From: David Gadbois (gadbois@cs.utexas.edu)
Date: Fri 10 Dec 1993 - 10:12:46 EET
From: carlsonp@wdni.com (Carlson, Pam)
Date: 8 Dec 93 20:49:00 GMT
X-RQ-ID: 2592
As an old time RQ'er new to Glorantha, please excuse my ignorance, but this repeating your god's failures stuff confuses me. Does the Yelmalian in the above example HAVE to lose? Is he possibly capable of defeating the Wind Lord? Does he simply choose to loose? Is it considered bad form to win, thereby succeeding where one's god failed? If he does win, may he keep his weapons and armor and use them against the Death Lord?
As I understand it, the heroquest at the Hill of Gold where the quester: (1) gets armed by the Olanthi representative instead of being disarmed; (2) beats up the Zorak Zorani (thus retaining fire instead of losing it); and (3) does the fertility thing with Inora instead of getting the cold shoulder; is an Elmal heroquest.
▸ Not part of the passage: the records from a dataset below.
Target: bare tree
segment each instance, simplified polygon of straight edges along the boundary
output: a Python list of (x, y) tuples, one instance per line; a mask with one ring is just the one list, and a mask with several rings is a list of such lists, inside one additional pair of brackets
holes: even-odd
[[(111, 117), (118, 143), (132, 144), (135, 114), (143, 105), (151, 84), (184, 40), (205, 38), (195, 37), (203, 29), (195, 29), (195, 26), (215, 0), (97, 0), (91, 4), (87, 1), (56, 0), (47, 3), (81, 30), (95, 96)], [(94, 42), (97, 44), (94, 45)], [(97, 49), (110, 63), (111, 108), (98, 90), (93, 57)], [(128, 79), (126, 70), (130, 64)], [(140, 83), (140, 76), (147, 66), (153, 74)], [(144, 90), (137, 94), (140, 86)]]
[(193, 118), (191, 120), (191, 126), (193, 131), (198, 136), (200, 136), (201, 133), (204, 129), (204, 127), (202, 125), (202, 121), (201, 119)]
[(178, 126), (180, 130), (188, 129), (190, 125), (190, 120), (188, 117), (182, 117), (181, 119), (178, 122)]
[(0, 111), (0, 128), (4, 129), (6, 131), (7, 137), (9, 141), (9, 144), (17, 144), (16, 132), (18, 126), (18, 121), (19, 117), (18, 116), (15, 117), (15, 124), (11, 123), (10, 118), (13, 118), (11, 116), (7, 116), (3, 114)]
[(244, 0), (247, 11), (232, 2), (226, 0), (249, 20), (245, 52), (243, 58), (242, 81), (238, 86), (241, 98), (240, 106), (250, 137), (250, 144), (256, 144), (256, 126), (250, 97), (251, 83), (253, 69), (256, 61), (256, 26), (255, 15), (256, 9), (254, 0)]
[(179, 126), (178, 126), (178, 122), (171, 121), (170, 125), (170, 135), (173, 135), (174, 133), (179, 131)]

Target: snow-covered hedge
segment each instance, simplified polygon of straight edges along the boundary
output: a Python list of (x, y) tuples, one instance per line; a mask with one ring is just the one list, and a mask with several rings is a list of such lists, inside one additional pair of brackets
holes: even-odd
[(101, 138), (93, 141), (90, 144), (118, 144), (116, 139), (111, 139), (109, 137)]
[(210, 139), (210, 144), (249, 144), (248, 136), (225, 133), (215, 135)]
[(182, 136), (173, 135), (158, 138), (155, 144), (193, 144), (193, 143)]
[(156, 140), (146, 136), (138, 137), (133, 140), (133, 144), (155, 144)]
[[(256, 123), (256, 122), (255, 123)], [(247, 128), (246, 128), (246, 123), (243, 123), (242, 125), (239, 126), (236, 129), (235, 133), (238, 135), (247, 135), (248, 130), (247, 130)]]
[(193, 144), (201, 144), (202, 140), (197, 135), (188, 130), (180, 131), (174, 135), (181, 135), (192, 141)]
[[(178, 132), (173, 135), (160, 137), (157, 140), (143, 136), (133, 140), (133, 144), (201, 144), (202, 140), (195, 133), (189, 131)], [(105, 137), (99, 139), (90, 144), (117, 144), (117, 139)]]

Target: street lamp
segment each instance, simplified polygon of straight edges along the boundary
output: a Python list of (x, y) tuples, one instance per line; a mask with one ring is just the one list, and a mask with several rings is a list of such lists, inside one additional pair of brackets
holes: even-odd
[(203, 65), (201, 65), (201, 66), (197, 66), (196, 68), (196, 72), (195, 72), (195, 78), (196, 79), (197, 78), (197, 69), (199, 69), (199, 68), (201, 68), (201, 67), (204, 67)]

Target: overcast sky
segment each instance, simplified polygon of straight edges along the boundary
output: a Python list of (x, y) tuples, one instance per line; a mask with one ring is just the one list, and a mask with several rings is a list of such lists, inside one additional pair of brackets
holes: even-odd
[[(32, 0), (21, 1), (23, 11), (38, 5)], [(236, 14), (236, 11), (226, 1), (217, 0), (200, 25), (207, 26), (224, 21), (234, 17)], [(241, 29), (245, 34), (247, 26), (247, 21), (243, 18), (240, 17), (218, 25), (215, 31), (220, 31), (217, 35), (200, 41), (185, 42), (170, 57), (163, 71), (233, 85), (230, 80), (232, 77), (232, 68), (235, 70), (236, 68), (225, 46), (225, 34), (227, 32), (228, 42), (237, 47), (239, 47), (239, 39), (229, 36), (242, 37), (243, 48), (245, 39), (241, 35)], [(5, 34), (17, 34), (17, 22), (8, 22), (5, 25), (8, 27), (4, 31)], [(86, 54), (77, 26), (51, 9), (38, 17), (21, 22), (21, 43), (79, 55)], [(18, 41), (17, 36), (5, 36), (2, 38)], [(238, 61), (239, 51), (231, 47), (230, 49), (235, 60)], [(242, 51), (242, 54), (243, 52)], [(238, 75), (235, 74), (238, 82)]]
The hypothesis I had last year was that Yelmalio was created (or, at least, linked into the Hill of Gold metamorphosized from something he wasn't "before") by an Sartarite Elmalian hero who purposefully "lost" the quest. This was done in response to the Lunar invasion in order to align themselves with the Solar elements of the the Lunar culture perhaps so as to lessen Lunar aggressiveness. (As you will see in Home of the Bold, the presence of more tractable Solar types in Sartar has allowed the Lunars to seek a diplomatic solution rather than pursuing a scorched-earth policy as they have in the past.)
If this indeed the God-Learner explanation of the quest, then it would do well to see what else Yelmalio (formerly an Elven diety, I think) is doing around the Hill of Gold for some clues to what things were like "before."
Mind you, this does not explain how the Yelmalians were around several hundred years before Dragon Pass was a gleam in the Red Emperor's eye, but, hey, that's Glorantha for you.
The Yelmalian quest being the way it is seems to be central to the nature of the cult. I am not sure if it would be even conceivable for an Yelmalian good enough to be a hero to even try to win the quest. This argument does not hold the other way around -- the Hill of Gold seems fairly minor in Elmalian mythology compared to his role as the servant of Orlanth. So it is presumably easy (and the course of least resistance) for an Elmalian to lose the quest, though perhaps it required some effort to screw up so completely.
I also caught a glimpse of some Yelmic references to the Hill of Gold in a draft of Greg's new book (I don't remember the particulars; wish I had paid more attention to that bit), so expect for things to get stirred up even more.